Setting aside (some) fears of exposing vulnerability, at times I worry that I may never be "normal" and "productive". This is probably an irrational fear, and my mother does reassure me, "So what if you don't? You're still a worthwhile person with a lot to offer." This has its merit, but frequently fails to reassure me. Though I am not a very materialistic person, I have to wonder what I do have to offer; this is particularly a concern when I am interested in or actively pursuing a romantic relationship. Her reassurances of kindness and warmth and generosity and intelligence and humor, which immediately pop into mind, can seem less than compelling or sufficient.
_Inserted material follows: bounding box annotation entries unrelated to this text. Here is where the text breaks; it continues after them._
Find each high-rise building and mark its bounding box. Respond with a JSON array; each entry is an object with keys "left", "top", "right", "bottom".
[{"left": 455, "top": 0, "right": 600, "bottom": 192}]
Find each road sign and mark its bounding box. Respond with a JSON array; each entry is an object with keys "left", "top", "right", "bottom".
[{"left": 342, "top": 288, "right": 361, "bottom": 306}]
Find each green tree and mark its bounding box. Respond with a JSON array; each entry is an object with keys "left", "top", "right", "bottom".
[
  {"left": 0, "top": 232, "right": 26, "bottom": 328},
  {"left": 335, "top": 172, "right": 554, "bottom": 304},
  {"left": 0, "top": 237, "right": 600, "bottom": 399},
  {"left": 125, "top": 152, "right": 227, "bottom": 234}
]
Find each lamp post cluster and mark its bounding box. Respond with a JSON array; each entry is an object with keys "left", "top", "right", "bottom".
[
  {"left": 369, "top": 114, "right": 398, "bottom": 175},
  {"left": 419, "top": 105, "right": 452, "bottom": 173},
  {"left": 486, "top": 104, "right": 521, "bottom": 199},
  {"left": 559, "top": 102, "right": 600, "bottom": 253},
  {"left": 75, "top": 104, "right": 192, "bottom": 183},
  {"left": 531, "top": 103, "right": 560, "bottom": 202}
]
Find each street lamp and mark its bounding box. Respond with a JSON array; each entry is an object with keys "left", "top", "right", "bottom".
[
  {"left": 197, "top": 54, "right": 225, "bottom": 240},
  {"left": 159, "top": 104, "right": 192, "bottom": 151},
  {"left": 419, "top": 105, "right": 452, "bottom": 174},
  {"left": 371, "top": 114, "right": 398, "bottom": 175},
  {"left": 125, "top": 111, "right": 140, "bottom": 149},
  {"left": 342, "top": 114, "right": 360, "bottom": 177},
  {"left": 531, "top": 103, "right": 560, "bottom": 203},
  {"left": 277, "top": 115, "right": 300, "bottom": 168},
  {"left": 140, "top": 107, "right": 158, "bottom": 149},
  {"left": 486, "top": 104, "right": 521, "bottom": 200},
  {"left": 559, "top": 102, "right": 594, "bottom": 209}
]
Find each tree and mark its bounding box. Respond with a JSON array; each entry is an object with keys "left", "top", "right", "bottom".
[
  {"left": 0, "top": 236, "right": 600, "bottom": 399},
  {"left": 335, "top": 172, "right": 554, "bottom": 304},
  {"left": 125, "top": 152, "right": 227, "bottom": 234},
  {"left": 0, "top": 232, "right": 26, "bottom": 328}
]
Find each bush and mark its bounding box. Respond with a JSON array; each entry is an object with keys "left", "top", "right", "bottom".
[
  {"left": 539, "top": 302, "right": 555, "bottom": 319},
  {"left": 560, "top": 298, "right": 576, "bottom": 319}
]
Perhaps I don't feel like a complete equal if I may not be able to consistently contribute much financially. I suspect that my basic competitive nature may well play a part. This isn't limited to a financial context (in fact, I'm less competitive in that area than in many); I've realised that this is a great motivating force in most areas of my life, and could almost scarily see myself in an essay by a (now, rather old) friend (
Looking at things a little more rationally, I may well function better working for myself, perhaps by running my own business. My original goal of collecting several degrees (really just pieces of paper which look good on résumés) may still be worthwhile and feasible, but not absolutely necessary if I expand my perceived career possibilities. I do have the intelligence and perseverence to find something that suits me, and to carry it off reasonably well once I do. (The stumbling block here, as in many things, has been figuring out what to do.)
That slight competitive tangent aside *g*, I do hope that people in whom I'm interested or with whom I'm involved do not see me as lazy and/or unmotivated--no matter how I tend to see myself when I'm a tad low. It may not seem so at times, but this, as all things, is a temporary situation.